La génétique textuelle et les (autres) sciences

Philippe Willemart, Critique génétique : pratiques et théorie, Paris, L’Harmattan, collection « L'œuvre et la psyché », 2007, 278 p.

1Une œuvre ne surgit en un instant du néant : le processus de création possède une certaine durée. Étudier ce processus à partir des traces matérielles qu'il laisse — brouillons et manuscrits — est le but de la critique génétique, ou génétique textuelle. Nécessairement limitée dans le temps, en amont par la disparition des brouillons et manuscrits trop anciens (souvent due au peu de valeur que leur attachait leur auteur), en aval par leur remplacement au profit d'un instrument informatique, la génétique textuelle se distingue de l'étude des variantes que présentent différentes éditions et de l'étude des leçons que présentent, avant l'imprimerie, différents manuscrits. Son objet d'étude est la rature, témoin d'un processus non linéaire, fait de retour en arrière et de variation, mais aussi doute jeté sur la fixité peut-être artificielle du texte « final ». On consultera ici avec profit les pages — articles et recensions — que Fabula consacre à la question.
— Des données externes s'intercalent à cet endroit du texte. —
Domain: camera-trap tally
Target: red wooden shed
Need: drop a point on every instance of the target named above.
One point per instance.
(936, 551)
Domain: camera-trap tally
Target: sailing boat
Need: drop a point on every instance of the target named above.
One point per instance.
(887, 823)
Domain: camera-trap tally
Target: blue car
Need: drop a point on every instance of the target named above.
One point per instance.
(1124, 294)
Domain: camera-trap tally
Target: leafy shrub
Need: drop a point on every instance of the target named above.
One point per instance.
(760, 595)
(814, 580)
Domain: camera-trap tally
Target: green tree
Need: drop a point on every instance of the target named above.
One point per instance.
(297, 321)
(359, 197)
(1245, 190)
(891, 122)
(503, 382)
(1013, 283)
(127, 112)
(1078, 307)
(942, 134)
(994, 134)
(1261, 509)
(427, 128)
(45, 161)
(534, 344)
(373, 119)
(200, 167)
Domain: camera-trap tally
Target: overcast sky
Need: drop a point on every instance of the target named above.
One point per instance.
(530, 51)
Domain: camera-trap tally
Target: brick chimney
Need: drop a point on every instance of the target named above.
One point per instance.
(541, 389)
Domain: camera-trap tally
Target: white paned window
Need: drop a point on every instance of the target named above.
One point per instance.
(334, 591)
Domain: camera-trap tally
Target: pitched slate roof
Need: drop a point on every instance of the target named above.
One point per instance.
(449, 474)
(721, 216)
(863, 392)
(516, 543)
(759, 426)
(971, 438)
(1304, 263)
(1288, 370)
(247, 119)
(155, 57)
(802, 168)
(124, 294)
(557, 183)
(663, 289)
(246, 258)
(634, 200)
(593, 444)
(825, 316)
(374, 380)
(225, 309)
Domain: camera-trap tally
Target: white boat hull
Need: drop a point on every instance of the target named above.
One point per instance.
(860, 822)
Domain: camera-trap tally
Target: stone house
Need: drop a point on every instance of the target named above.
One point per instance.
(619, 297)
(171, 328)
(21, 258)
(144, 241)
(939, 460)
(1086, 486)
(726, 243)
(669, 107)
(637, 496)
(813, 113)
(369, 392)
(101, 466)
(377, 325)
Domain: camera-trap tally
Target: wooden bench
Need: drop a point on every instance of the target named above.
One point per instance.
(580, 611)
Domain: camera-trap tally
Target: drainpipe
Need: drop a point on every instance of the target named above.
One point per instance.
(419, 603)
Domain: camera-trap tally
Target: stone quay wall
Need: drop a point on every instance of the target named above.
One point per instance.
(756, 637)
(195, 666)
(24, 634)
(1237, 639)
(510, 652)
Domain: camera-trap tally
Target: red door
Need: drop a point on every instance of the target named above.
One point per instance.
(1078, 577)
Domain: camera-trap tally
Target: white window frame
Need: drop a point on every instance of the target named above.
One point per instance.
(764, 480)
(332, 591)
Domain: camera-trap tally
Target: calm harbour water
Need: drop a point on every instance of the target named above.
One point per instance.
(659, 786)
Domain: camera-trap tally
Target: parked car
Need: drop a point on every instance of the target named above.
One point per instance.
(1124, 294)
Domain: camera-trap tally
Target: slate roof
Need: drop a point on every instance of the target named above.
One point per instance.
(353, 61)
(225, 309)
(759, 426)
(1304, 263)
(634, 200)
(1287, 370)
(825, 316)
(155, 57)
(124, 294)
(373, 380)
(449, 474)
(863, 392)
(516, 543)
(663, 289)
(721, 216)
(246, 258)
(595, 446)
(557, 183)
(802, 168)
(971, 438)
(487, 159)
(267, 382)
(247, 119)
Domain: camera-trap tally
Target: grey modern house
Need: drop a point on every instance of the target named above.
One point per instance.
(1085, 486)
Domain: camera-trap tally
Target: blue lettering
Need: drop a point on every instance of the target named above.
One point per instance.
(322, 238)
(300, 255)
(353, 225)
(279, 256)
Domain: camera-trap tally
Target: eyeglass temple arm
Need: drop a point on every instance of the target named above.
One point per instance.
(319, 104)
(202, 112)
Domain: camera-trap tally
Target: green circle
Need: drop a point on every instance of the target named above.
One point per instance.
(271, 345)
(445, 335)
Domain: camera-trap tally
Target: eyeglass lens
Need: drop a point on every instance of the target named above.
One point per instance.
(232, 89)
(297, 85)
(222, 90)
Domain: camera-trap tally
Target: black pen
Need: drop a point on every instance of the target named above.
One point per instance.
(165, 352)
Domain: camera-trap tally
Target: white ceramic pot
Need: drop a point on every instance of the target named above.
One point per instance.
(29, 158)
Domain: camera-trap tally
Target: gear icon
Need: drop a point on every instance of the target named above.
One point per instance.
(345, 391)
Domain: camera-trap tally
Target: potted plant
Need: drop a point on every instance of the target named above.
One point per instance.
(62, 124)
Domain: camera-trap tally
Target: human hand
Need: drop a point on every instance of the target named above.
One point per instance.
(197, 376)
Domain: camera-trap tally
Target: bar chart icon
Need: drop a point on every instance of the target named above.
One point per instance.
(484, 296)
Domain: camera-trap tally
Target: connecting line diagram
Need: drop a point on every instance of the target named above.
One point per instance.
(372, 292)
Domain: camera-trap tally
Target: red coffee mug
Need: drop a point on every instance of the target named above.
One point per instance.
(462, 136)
2Dans Critique génétique : pratiques et théorie, Philippe Willemart présente les résultats des recherches qu'il a menées, dans ce domaine, à l'université de São Paulo. L'ouvrage est divisé en deux parties, « Pratiques » et « Théorisations ». P. Willemart propose donc quelques exemples de critique génétique, appliquée principalement aux manuscrits de Flaubert et de Proust (dont le texte est retranscrit de manière à faire apparaître, pour chaque version, ce que l'auteur a rayé — barré — et ce qu'il a inséré — entre crochets), et quelques réflexions sur la création littéraire, le but étant d'éclairer ce qu'il avait nommé dans un autre ouvrage la chambre noire de l'écriture1 — et plus généralement le fonctionnement de la pensée.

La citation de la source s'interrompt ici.